AdaGrad uses an adaptive learning rate to stabilize training. It uses a slightly different value of learning rate for each parameter. Till now, for the entire weight vector $w$, we have used the same learning rate \begin{align} g_{t,j} &= \nabla_{w_{t-1, j}}L(w_{t-1}, X, y)\newline G_{t,j} &= G_{t-1,j} + g_{t,j}^{2}\newline w_{t,j} &= w_{t-1,j} - \frac{\eta}{\sqrt{G_{t,j} + \epsilon}} g_{t,j} \end{align} where $\eta$ is usually kept fixed at $0.01$, and $G$ keeps increasing with time. Hence, we have an in-built early stopping mechanism where after long time, weight update will stop. The different effective learning rate per parameter, gives us finer control on how weights update.
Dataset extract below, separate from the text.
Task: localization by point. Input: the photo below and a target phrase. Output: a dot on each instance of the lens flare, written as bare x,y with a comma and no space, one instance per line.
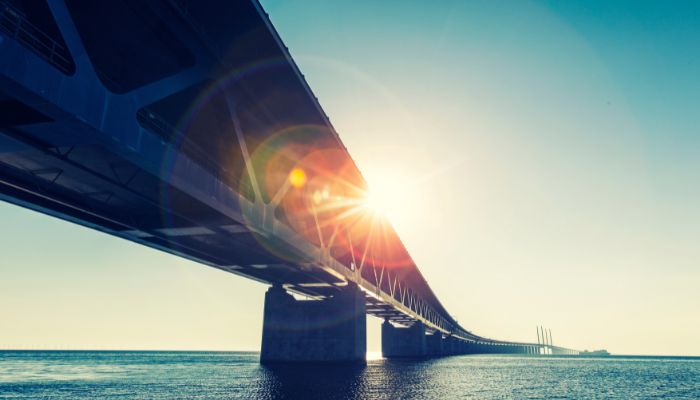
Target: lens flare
297,178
$\epsilon$ is a small value ($10^{-8}$) kept to prevent denominator from becoming $0$. Due to the accumulation of gradients, the algorithm is not able to learn at large time steps. This can be bad in scenarios like reinforcement learning, where the data might change with timesteps as the agent explores the environment.

RMSProp

RMSProp is a variation of AdaGrad where the calculation of square of gradient is itself converted to a exponential moving average \begin{align} g_{t,j} &= \nabla_{w_{t-1, j}}L(w_{t-1}, X, y)\newline G_{t,j} &= \beta G_{t-1,j} + (1-\beta)g_{t,j}^{2}\newline w_{t,j} &= w_{t-1,j} - \frac{\eta}{\sqrt{G_{t,j} + \epsilon}} g_{t,j} \end{align} where $\beta$ is about $0.9$ and $\eta$ about $0.001$, and the exponential average is tracked for every variable individually. Thus, the learning rate also adapts to the latest gradient values because the coefficient $\beta$ will force only a few of the latest gradient values to contribute to the weights update. This is in contrast with AdaGrad where the gradient keeps accumulating and becoming larger, causing the learning rate to continuously decrease.

Adam

Adam builds on top of RMSProp to bring exponential moving average to the gradient calculation as well. We also have bias correction discussed here. \begin{align} g_{t,j} &= \nabla_{w_{t-1, j}}L(w_{t-1}, X, y)\newline m_{t,j} &= \frac{\beta_{1} m_{t-1,j} + (1-\beta_{1}) g_{t,j}}{1 - \beta_{1}^{t}}\newline v_{t,j} &= \frac{\beta_{2} v_{t-1,j} + (1-\beta_{2})g_{t,j}^{2}}{1 - \beta_{2}^{t}}\newline w_{t,j} &= w_{t-1,j} - \frac{\eta}{\sqrt{v_{t,j}} + \epsilon} m_{t,j} \end{align} We have introduced exponential moving average for both the gradient and it’s square, bias correction in both the terms, and also adaptive learning rate. Good initial values are $0.9$ for $\beta_{1}$, $0.999$ for $\beta_{2}$, $10^{-8}$ for epsilon, and $0.1$ for $\alpha$. However, it should be noted that $\alpha$ needs to be tuned differently as per the use case.